Boychuk is signed to a very reasonable deal, signed for the next two years with an annual cap hit of $3.36 million. For a top four defenseman, that is great value. With Dennis Seidenberg set to become a free agent next summer, the Bruins will need to create cap space to re-sign him. At that point, Boychuk will have the second highest salary for a Bruins defenseman behind only Zdeno Chara. With Adam McQuaid, Torey Krug, Matt Bartkowski, and Dougie Hamilton making about half of Boychuk’s salary, Boychuk presents the best opportunity to clear cap space, without creating too big of a hole in the lineup.
Trading Boychuk would definitely leave the Bruins with a void to fill. He’s averaged over 20 minutes of ice time per game over the last three seasons, while seeing time on the power play and the penalty kill. He plays a physical game and has a cannon of a shot. Fortunately for the Bruins, they have a number of guys chomping at the bit to get Boychuk’s spot. After spending most of last season in the AHL, Torey Krug really thrived in the spotlight of the NHL playoffs. He became a staple on the power play, helping to transform the Bruins power play into a weapon. Like Krug, Matt Bartkowski spent most of last year in Providence, and stepped into a big role in the playoffs when Andrew Ference went down. While both Krug and Bartkowski would help offset the loss of Boychuk, the most likely candidate to take over the top four spot is Dougie Hamilton. The Bruins first round pick in 2011, Hamilton found himself playing over 17 minutes per game in his rookie year, netting five goals and 16 points. Coincidentally, those 16 points match Johnny Boychuk’s career best, made all the more impressive when you consider that last season was basically halved by the lockout. When you consider that all three of these players will likely progress with more NHL experience (all three are 25 or under and have played less than one full season in the NHL), it makes the decision to put Boychuk on the block that much easier.
With Boychuk’s reasonable salary and valuable skill set, he is very attractive to other teams. If a team were to target a play of Boychuk’s caliber in free agency, the deal would likely land well north of $3.36 million per year. When you factor in his age (29 years old), his value goes up even more. Based on the trade value of comparable (or lesser) players, Boychuk could net the Bruins quite a bit near the trade deadline or next summer.

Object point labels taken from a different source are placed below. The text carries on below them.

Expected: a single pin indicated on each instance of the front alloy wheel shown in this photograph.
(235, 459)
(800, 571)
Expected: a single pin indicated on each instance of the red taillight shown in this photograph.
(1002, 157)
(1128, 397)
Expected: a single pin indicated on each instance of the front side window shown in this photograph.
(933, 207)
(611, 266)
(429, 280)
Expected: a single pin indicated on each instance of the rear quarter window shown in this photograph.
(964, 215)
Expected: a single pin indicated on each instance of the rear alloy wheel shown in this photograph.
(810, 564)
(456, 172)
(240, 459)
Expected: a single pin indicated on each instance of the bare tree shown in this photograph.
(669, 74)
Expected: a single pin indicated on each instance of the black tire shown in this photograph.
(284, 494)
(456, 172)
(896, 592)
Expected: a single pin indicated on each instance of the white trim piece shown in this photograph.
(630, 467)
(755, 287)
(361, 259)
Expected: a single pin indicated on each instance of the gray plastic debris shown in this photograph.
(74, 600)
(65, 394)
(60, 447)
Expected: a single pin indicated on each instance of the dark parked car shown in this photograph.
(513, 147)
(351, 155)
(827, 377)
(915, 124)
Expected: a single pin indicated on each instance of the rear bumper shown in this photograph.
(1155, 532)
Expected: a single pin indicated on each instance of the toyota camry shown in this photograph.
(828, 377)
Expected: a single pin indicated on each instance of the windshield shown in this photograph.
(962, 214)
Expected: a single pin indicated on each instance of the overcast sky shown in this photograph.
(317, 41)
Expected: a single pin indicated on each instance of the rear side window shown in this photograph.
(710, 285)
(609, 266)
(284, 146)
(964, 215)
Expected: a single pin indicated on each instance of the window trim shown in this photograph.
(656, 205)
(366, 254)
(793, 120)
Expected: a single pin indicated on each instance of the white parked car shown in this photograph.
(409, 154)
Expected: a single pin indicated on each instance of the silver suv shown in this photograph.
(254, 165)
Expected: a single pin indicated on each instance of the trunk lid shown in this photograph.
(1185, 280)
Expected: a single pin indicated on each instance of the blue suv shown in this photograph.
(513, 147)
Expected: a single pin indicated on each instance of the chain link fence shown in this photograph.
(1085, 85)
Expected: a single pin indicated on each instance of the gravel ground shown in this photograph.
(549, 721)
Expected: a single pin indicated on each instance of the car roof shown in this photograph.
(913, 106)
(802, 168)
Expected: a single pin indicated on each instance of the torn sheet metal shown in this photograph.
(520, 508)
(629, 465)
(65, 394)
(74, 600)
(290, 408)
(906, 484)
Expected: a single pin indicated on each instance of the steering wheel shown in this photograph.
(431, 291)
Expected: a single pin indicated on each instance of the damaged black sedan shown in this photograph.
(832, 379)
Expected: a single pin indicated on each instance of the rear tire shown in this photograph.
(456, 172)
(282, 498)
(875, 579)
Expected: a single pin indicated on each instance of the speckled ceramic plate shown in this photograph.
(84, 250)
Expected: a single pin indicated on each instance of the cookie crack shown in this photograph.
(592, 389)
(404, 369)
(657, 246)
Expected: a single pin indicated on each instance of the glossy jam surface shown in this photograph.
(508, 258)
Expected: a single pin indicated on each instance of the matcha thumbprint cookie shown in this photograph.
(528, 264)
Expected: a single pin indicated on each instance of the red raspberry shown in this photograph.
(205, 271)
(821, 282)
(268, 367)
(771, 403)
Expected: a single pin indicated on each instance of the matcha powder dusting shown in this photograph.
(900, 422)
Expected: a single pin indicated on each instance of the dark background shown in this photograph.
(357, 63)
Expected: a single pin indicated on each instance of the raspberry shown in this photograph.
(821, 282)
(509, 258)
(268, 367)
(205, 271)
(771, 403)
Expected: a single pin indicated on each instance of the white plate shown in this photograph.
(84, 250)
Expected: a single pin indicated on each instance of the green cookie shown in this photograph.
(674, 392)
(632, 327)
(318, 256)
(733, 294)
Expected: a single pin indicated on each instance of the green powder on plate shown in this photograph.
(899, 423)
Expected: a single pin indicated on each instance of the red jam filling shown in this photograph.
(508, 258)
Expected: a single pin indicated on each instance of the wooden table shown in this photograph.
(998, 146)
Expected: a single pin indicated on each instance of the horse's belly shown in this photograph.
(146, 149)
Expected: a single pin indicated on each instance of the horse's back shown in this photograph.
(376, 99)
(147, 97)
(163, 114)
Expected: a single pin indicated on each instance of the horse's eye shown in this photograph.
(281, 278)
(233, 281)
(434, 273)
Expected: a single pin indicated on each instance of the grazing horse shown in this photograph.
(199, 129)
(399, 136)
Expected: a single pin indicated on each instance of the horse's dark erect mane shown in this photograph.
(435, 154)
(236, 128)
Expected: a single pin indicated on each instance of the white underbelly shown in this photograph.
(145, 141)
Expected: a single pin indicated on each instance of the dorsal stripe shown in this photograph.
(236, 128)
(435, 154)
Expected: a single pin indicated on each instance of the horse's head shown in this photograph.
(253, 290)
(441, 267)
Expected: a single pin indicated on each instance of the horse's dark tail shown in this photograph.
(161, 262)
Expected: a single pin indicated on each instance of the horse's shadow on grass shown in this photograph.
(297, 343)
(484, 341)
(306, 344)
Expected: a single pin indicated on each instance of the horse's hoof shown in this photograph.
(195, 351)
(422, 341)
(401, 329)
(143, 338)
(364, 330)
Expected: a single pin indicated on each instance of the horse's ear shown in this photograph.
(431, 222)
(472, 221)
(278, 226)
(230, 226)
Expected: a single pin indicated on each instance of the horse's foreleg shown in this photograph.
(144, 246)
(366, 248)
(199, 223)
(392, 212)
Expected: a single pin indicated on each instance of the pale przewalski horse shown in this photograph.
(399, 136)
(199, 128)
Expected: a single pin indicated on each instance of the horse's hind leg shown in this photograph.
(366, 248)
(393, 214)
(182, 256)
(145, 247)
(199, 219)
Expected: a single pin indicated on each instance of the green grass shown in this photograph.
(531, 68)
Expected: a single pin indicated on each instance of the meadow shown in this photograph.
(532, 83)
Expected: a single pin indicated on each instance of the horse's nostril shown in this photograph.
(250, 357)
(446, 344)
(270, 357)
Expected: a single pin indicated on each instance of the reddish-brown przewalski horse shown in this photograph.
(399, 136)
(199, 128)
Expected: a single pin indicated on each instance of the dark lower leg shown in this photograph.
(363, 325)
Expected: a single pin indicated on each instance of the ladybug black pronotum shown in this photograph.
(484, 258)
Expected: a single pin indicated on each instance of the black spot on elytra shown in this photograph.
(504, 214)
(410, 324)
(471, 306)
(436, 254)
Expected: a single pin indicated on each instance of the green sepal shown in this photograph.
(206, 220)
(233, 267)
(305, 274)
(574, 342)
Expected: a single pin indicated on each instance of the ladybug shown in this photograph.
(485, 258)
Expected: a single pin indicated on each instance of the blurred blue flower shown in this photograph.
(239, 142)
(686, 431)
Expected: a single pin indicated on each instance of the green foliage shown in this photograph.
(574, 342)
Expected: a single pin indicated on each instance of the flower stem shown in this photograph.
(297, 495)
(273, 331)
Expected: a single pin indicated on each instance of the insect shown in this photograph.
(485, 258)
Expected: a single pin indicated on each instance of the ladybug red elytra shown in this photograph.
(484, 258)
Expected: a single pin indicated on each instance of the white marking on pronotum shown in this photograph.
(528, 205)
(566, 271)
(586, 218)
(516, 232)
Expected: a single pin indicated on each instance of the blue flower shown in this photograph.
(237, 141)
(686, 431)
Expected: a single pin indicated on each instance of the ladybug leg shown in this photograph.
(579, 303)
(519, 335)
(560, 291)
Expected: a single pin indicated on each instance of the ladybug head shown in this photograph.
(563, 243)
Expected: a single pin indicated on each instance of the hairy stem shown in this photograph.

Players like Douglas Murray and Robyn Regehr brought back multiple second round draft picks at the trading deadline last season, while Anton Sekera was traded for an NHL defenseman (Jamie McBain) and a second round pick this offseason. Depending on when the Bruins look to move Boychuk, and what their roster looks like at the time, they could help their current roster or help stock pile their prospect pool through the draft. Either way, Boychuk will provide the Bruins organization with great value.
Just as he has done on the ice for the last few years, Johnny Boychuk will help the Bruins even after he moves onto a new team. The cap space will be nice, but the return on Boychuk will go along way in helping bring the Stanley Cup back to Boston.